When I traveled through Germany I never met among many intelligent people one German who ever saw the fall of the Thread Reich as a commentary on the will. This was a culture very much trained one day a week to think of life as a wrestle with sin and the devil. Nobody had more handles on such masters than the Germans; their philosophers fro Schopenbauer to Nietzsche discussed the caches and involutions of the will throughout the 19th century. The will always wants to cut down on freedom and diversity of others.
Freedom and adult life is generically on the other side. If our country with its notions of freedom and diversity opposed this new attempt by the most excellent engineers and cannon makers on the planet to remake our world, albeit minus most of the people on it surgically killed by their machines, we can at least claim that not even covertly do any of these successors of theirs and those like them troubling the Earth represent us. Their war against nature is not our war.
It’s a hard burden to live with if we with our mortality an adult power have only accomplished that. We can’t help as humans seeing in our kids the hope and potential for life that we have not realized because our progeny when young by law have not reached the geography of their own as yet unknown and unimaginable major losses.
Yeats says in a famous poem that if Florentine Renaissance painters had known what the mature would look like after their youth they would never have painted beauty with such ardor. One might wonder as Yeats never had to what we are going to think when we see something quite different but perhaps even more grotesque and piteous if we live long enough in the age of our children.
If we helped them become what they are, stood by while other people did it, or fought as I did ineffectually not to do it, can we define life for us as children and adults as departures from the integral muscle of our various political machines enough to assess whether or not these very different glass bubble kids who are strangers to us as well as everybody else were done a favor’ As a swing figure who remembers when adults were valuable and now lives in a country where the Justice System tries not merely to imprison both old and young people who are not adults who lack political correct private tastes but to have adults arrested who dissent and take action against their mandated big plans for us, I find myself bewildered not by the results but the long range effects of this national etude in warring against nature by avoiding a free and diverse maturity.
Even the language has changed the meaning of adult as it once did toilet. Adult movies or magazines are flicks and porno operations where one is supposed to watch other people make love while one presumably masturbates if one has the energy. This must be adult life on death row.
Adult situations mean real characters rule by their nether itches in a humorless farce who will do things that people never do as well after thirty while using language as elevated as palaver of early adolescents sitting on a stoop on a slum city street.

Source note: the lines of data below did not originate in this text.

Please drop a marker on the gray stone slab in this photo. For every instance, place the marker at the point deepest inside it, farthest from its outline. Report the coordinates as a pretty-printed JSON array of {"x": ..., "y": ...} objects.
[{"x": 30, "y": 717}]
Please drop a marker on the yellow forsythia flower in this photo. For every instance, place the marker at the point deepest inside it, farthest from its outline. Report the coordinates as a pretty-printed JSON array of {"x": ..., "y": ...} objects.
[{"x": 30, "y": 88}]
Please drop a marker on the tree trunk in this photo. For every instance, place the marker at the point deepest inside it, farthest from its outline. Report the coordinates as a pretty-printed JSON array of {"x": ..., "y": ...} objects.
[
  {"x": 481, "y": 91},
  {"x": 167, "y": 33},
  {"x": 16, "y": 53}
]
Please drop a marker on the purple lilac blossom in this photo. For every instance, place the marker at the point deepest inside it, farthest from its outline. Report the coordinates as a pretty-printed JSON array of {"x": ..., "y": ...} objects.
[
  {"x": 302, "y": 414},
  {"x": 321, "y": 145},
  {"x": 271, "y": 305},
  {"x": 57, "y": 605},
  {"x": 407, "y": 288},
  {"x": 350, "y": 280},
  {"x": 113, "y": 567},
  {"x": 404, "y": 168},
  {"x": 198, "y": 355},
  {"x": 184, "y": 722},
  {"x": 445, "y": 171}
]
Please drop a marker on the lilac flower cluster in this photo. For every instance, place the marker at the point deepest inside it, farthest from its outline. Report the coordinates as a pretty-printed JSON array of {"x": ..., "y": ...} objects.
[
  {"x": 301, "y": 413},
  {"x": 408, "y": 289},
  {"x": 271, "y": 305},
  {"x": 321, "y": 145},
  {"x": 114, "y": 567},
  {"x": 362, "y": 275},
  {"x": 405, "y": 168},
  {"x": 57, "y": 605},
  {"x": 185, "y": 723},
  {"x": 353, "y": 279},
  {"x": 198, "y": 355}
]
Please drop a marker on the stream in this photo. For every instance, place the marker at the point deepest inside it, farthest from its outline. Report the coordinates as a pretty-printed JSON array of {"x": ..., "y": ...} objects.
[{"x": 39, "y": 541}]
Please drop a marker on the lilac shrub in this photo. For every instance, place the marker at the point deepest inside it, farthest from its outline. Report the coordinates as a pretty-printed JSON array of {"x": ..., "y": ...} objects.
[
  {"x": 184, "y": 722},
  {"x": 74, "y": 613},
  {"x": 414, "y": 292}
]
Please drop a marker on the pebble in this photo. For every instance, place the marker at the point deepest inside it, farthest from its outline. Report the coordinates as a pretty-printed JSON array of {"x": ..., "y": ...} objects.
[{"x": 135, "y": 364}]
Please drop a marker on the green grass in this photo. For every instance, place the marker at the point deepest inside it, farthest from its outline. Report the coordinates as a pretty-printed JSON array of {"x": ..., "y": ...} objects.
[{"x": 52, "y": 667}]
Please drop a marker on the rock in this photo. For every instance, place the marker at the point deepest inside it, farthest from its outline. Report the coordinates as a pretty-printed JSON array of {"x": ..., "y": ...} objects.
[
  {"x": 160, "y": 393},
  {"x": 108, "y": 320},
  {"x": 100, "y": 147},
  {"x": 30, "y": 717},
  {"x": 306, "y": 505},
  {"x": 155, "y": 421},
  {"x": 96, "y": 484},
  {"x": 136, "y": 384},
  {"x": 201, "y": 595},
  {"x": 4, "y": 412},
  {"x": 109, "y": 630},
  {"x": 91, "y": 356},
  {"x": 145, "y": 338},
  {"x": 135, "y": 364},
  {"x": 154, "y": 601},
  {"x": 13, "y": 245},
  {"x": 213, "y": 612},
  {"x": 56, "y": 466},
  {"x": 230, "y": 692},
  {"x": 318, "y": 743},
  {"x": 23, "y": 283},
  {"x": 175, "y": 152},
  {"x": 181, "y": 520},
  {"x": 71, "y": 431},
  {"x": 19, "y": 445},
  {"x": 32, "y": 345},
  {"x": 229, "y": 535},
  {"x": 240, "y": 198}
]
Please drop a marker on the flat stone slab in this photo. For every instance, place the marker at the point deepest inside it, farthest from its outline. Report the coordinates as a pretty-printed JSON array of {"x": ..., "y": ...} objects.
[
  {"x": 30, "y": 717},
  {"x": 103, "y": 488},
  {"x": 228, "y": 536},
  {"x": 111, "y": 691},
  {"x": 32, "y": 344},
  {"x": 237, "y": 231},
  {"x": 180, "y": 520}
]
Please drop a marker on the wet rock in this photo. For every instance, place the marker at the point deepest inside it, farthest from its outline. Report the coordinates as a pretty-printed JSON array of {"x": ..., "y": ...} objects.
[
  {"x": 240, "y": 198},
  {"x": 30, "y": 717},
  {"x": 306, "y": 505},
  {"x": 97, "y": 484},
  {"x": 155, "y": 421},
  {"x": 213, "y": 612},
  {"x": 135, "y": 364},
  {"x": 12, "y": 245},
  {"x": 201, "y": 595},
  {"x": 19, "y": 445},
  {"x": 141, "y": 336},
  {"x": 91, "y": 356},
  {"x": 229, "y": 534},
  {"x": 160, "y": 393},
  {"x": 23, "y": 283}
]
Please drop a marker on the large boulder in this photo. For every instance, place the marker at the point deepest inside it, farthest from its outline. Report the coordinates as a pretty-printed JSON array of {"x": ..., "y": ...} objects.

There is the codicil to this view of maturity that if one is below a certain age one isn’t qualified to take up certain intrepid and brainless erotic actions that nobody in his right mind of any age or even after death would be wise to embrace. Along with childhood and senescence, maturity has been baptized by our grey atheist priests with a new definition that might last us as long as the first parlous threatening day when we have real enemies and need some equally real adults in the vicinity.